The amendment released by Sen. Vitelli seeks to improve the bill and address some of the concerns raised by the Maine State Chamber, the Public Advocate’s Office, the Maine Public Utilities Commission (PUC), and other interested parties and businesses in the telecom industry. To highlight a few points of the amendment, it would require that, if a municipal utility district wanted to own and operate a broadband network, it must register with the PUC before doing so, allowing the PUC to examine whether it is in the best interest for a consumer-owned utility to do this. The amendment would also require rulemaking and changing of a utility charter. The ConnectMaine Authority, in consultation with the Public Utilities Commission and the Office of the Public Advocate, shall develop standard charter provisions that may be utilized by a water district to help it develop a legislative proposal to amend its charter to operate broadband or other Internet access systems or to provide broadband or other Internet access services to the public. Once developed, the authority shall make the standard charter provisions available to the public and may provide assistance to water districts to adapt the standard charter provisions to address the needs of the water district.
The Maine State Chamber appreciates the amendment and feels it makes significant improvements to the initial proposal – however, we still would like some clarification around the municipal gigabit fund to make sure it prioritizes underserved or unserved areas in Maine that desperately need expansion of broadband. We also think public-private partnerships are still the best way to go, and we oppose the amended legislation as it would again promote municipal networks.
As this legislation now moves out of the committee and onto the House and Senate floors for votes, the Maine State Chamber will still attempt to make improvements to the legislation and express our concerns about municipal owned networks. We are willing to work with the sponsor and all other interested parties to find improvements that provide as many Mainers with connectivity to high-speed internet.

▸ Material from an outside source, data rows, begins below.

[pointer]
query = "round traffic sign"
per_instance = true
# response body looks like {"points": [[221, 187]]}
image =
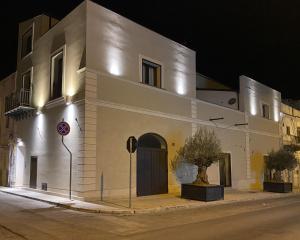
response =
{"points": [[63, 128]]}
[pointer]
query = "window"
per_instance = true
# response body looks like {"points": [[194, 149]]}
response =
{"points": [[288, 130], [56, 75], [7, 122], [151, 73], [26, 43], [26, 80], [298, 131], [266, 111]]}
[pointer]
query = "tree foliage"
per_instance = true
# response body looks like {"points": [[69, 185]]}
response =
{"points": [[281, 160], [202, 149]]}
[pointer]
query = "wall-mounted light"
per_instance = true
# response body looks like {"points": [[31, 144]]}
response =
{"points": [[38, 112], [216, 119], [20, 143], [240, 124]]}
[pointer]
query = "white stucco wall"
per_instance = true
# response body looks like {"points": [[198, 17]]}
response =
{"points": [[116, 45], [219, 97], [253, 94]]}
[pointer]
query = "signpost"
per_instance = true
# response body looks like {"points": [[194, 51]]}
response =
{"points": [[131, 147], [63, 129]]}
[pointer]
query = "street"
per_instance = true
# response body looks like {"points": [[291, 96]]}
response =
{"points": [[22, 218]]}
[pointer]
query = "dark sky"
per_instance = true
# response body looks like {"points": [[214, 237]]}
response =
{"points": [[257, 38]]}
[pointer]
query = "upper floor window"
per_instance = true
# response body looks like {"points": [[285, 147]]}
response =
{"points": [[26, 43], [57, 69], [288, 130], [26, 80], [151, 73], [266, 111], [298, 131]]}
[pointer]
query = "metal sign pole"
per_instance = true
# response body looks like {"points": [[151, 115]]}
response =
{"points": [[70, 183], [130, 174]]}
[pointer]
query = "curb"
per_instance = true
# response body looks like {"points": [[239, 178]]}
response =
{"points": [[124, 212], [79, 209]]}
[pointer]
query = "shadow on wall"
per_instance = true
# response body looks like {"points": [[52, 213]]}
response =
{"points": [[257, 170]]}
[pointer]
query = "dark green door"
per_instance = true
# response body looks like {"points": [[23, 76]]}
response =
{"points": [[33, 172], [152, 171], [225, 170]]}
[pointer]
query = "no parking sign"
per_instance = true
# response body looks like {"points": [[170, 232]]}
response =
{"points": [[63, 128]]}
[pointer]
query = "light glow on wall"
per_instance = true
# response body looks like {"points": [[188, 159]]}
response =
{"points": [[276, 110], [114, 61], [180, 86], [253, 104]]}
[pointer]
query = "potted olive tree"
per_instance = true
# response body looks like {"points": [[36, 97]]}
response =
{"points": [[276, 163], [202, 149]]}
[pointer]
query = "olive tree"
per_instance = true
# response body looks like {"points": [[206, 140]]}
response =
{"points": [[280, 160], [202, 150]]}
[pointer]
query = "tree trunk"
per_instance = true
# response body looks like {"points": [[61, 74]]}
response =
{"points": [[202, 178]]}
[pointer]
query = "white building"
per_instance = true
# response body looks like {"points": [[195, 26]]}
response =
{"points": [[124, 80], [290, 126]]}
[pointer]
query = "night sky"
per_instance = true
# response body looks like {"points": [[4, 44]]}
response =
{"points": [[257, 38]]}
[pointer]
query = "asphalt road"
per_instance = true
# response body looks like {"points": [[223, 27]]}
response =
{"points": [[274, 219]]}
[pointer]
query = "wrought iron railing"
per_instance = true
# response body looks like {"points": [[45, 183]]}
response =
{"points": [[17, 99]]}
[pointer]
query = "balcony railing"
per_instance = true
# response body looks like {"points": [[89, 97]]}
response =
{"points": [[17, 104]]}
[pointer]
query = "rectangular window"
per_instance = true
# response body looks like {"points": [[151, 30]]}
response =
{"points": [[298, 131], [26, 43], [7, 122], [57, 68], [26, 78], [266, 111], [151, 73], [288, 131]]}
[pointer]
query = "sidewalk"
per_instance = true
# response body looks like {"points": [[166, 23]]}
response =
{"points": [[148, 204], [65, 202]]}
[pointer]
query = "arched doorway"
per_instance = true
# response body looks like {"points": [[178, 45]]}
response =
{"points": [[152, 165]]}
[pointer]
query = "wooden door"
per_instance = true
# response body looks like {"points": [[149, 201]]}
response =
{"points": [[33, 172], [152, 171], [225, 170]]}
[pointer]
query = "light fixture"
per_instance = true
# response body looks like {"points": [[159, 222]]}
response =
{"points": [[38, 111], [215, 119], [20, 143], [68, 100], [240, 124]]}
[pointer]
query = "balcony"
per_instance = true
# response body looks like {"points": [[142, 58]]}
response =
{"points": [[17, 105]]}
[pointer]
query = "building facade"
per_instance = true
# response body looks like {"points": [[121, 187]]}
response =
{"points": [[111, 78], [290, 127], [7, 130]]}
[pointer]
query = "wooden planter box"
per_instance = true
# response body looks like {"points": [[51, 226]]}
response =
{"points": [[278, 187], [202, 193]]}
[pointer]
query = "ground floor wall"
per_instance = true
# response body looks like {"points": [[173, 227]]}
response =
{"points": [[116, 124], [37, 138]]}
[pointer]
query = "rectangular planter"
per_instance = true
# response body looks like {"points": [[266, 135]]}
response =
{"points": [[278, 187], [202, 193]]}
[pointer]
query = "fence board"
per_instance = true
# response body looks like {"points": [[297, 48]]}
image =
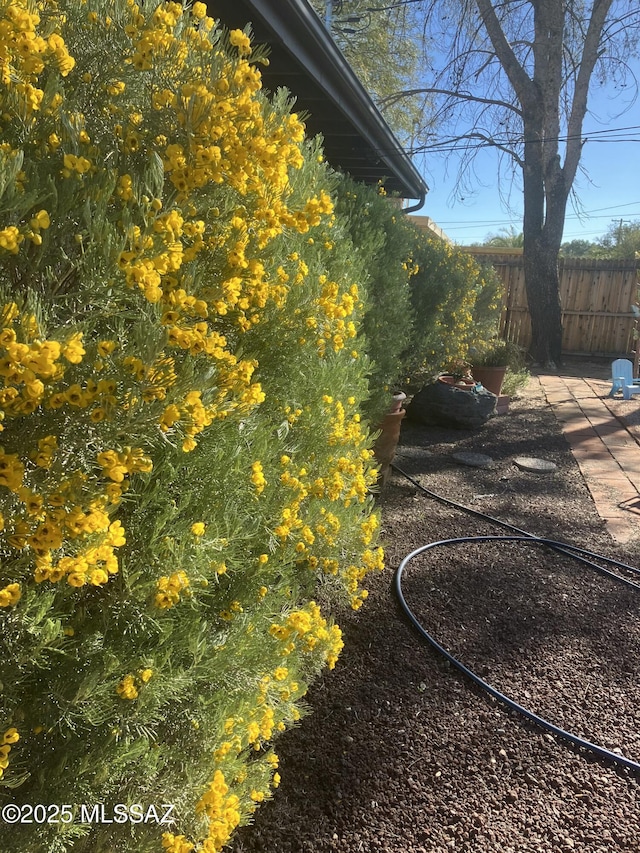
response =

The Maine State Chamber has long been a supporter of broadband expansion and investment into Maine. In our 2018 Making Maine Work survey, one of the top issues we heard from businesses in Maine was the need for access to reliable broadband connection. In that same report, the Maine State Chamber called for $100 million of investment in broadband to Maine. We now have $250 million invested into Maine, and we are still committed to expanding broadband access.